Saturday’s six-nation talks are also likely to touch on the question of Gaza’s future beyond the war. The United States has renewed calls for the creation of a Palestinian state, but few expect success now after decades of failed international efforts to find a “two-state solution”.
Netanyahu has spent decades opposing that vision, and it is unclear what appetite shocked and grieving Israelis will have for reconciliation or concessions.
The United States has also urged the Palestinian Authority, which ceded power in Gaza to Hamas more than 15 years ago, to retake control.
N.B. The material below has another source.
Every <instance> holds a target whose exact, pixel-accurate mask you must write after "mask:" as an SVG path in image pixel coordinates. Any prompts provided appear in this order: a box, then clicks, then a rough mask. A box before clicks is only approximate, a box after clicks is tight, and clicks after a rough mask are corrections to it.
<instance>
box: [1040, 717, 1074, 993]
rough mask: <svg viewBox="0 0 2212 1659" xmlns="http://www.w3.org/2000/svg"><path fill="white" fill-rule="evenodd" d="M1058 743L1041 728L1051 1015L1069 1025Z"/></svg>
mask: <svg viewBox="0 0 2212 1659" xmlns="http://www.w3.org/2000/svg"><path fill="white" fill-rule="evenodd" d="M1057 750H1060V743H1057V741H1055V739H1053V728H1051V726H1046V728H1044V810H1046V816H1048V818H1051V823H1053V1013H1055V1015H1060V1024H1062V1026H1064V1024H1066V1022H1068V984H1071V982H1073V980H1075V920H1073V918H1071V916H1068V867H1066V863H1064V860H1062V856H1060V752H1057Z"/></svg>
A representative of the Palestinian Authority led by president Mahmud Abbas will also attend the meeting in Amman.
ISRAEL, LEBANON CROSS-BORDER CLASHES
The Israeli military and powerful Lebanese movement Hezbollah engaged in cross-border clashes on Saturday, with both claiming to have hit each other’s positions along the frontier.
The latest skirmishes came a day after Hezbollah chief Hassan Nasrallah warned that the war between Israel and Hamas in the Gaza Strip could turn into a regional conflict if Israel pushed on with its offensive in the Palestinian territory.
On Saturday, the Israeli military said it had struck a Hezbollah post after an attempted attack from Lebanon.
“In response to two hide outs attempting to fire from Lebanon toward Israeli territory, the IDF (military) struck the cells and a Hezbollah observation post,” a military statement said.
It said it had also responded to mortar fire from Lebanon into northern Israel, where no casualties were reported.
Hezbollah said it had simultaneously attacked five Israeli positions along the border.
Hours later it announced a new attack on the Al-Abbad Israeli position without specifying what kind of weapon was used.
Israel’s military said in a new statement that its fighter jets struck “targets” of Hezbollah, accompanied by tank and artillery fire.
“The Hezbollah targets struck include infrastructure, rocket storage sites and military compounds,” it said.
The Lebanon-Israel border has seen regular cross-border shelling over the past month, with firing between the Israeli military on one side and the powerful Hezbollah and its allies on the other.
In his first speech since the Israel-Hamas war broke out four weeks ago, Nasrallah warned Friday that “all options” were open for an expansion of the conflict to Lebanon as he blamed the United States for the war in Gaza.
“America is entirely responsible for the ongoing war on Gaza and its people, and Israel is simply a tool of execution,” Nasrallah said in a televised broadcast, calling the conflict “decisive”.
“Whoever wants to prevent a regional war -- and this is addressed to the Americans -- must quickly stop the aggression on Gaza,” he said.
BLINKEN TO VISIT TURKEY AFTER ISRAEL, JORDAN: STATEMENT
US Secretary of State Antony Blinken will visit Turkey for two days from Sunday as part of a Middle East tour amid the Hamas-Israel war, the State Department said.
Blinken was meeting with Arab counterparts in the Jordanian capital Amman on Saturday after visiting Israel the day before.
But he left Israel empty-handed on Friday after urging its leaders to do more to protect civilians in the Gaza Strip during Israel’s war to destroy Hamas.
In Turkey, Blinken would “underscore the importance of protecting civilian lives in Israel and the Gaza Strip”, the US State Department said in a statement on Saturday.
He would also discuss “our shared commitment to facilitating the increased, sustained delivery of life-saving humanitarian assistance to civilians in Gaza” as well as ensuring Palestinians are not forcibly displaced outside of Gaza”.
He would also discuss ways to “stem violence, calm rhetoric, reduce regional tensions” as well as working towards a “durable and sustainable peace in the Middle East, to include the establishment of a Palestinian state”.